Longitudinal spin polarization in a thermal model with dissipative corrections

TL;DR

This paper develops a relativistic kinetic theory model including dissipative effects to better understand the longitudinal spin polarization of hyperons in heavy-ion collisions, aligning theoretical predictions with experimental data.

Contribution

It introduces a kinetic-theory framework with dissipative corrections for spin polarization, incorporating thermal vorticity and a relaxation time, advancing the modeling of hyperon polarization in heavy-ion collisions.

Findings

Successful data description requires projected thermal vorticity.

Estimated spin relaxation time is approximately 5 fm/c.

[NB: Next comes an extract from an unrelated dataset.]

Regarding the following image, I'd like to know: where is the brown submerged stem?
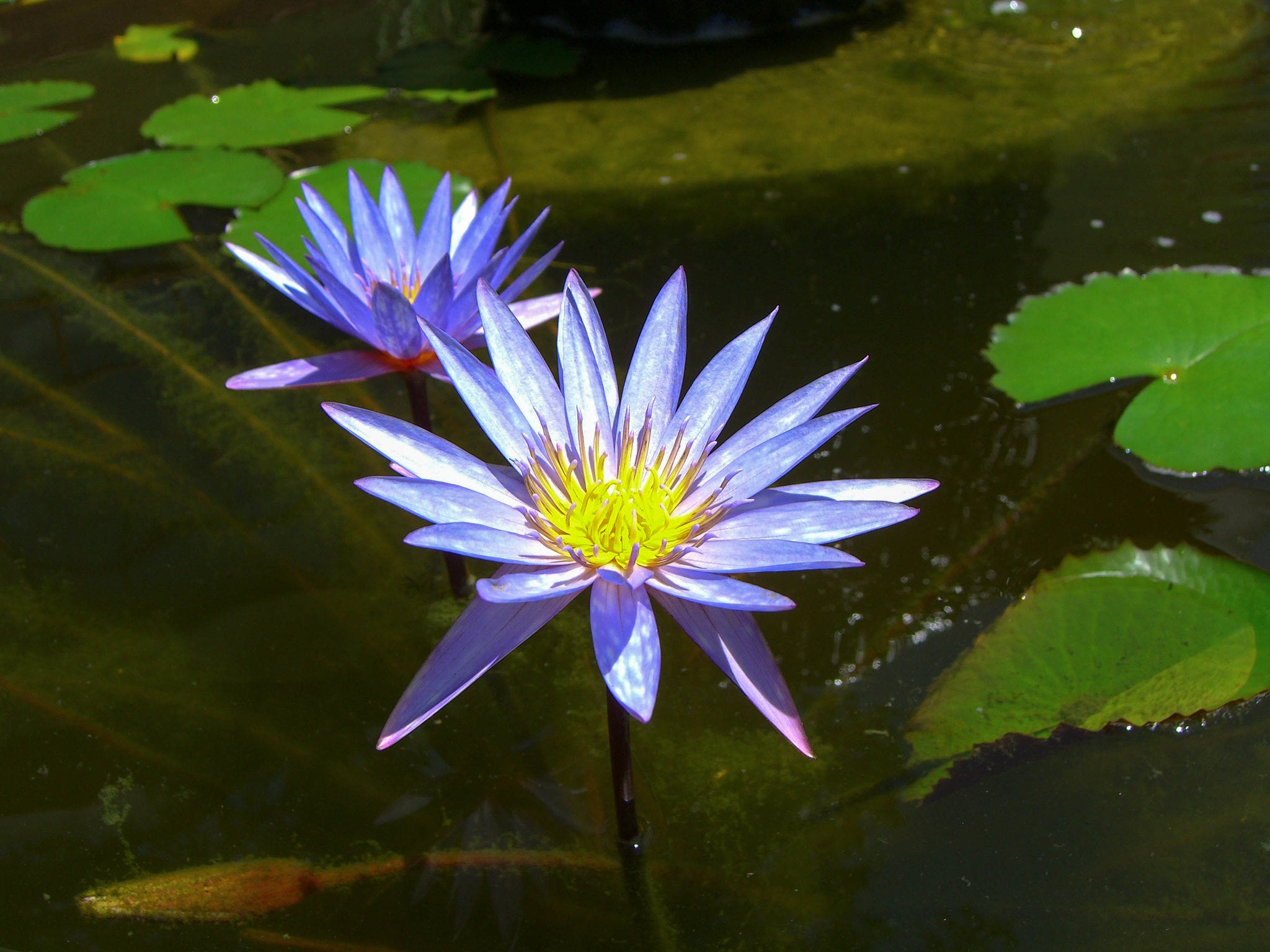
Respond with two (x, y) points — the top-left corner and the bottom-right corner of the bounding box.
(401, 371), (471, 598)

Model aligns with experimental measurements of hyperon polarization.

Abstract

In this work, we address the problem of longitudinal spin polarization of the $\Lambda$ hyperons produced in relativistic heavy-ion collisions. We combine a relativistic kinetic-theory framework that includes spin degrees of freedom treated in a classical way with the freeze-out parametrization used in previous investigations. The use of the kinetic theory allows us to incorporate dissipative corrections (due to the thermal shear and gradients of thermal vorticity) into the Pauli-Lubanski vector that determines spin polarization and can be directly compared with the experimental data. As in earlier similar studies, it turns out that a successful description of data can only be achieved with additional assumptions -- in our case, they involve the use of projected thermal vorticity and a suitably adjusted time for spin relaxation ($\tau_s$). From our analysis, we find that $\tau_s \sim 5$ fm/$c$, which is comparable with other estimates.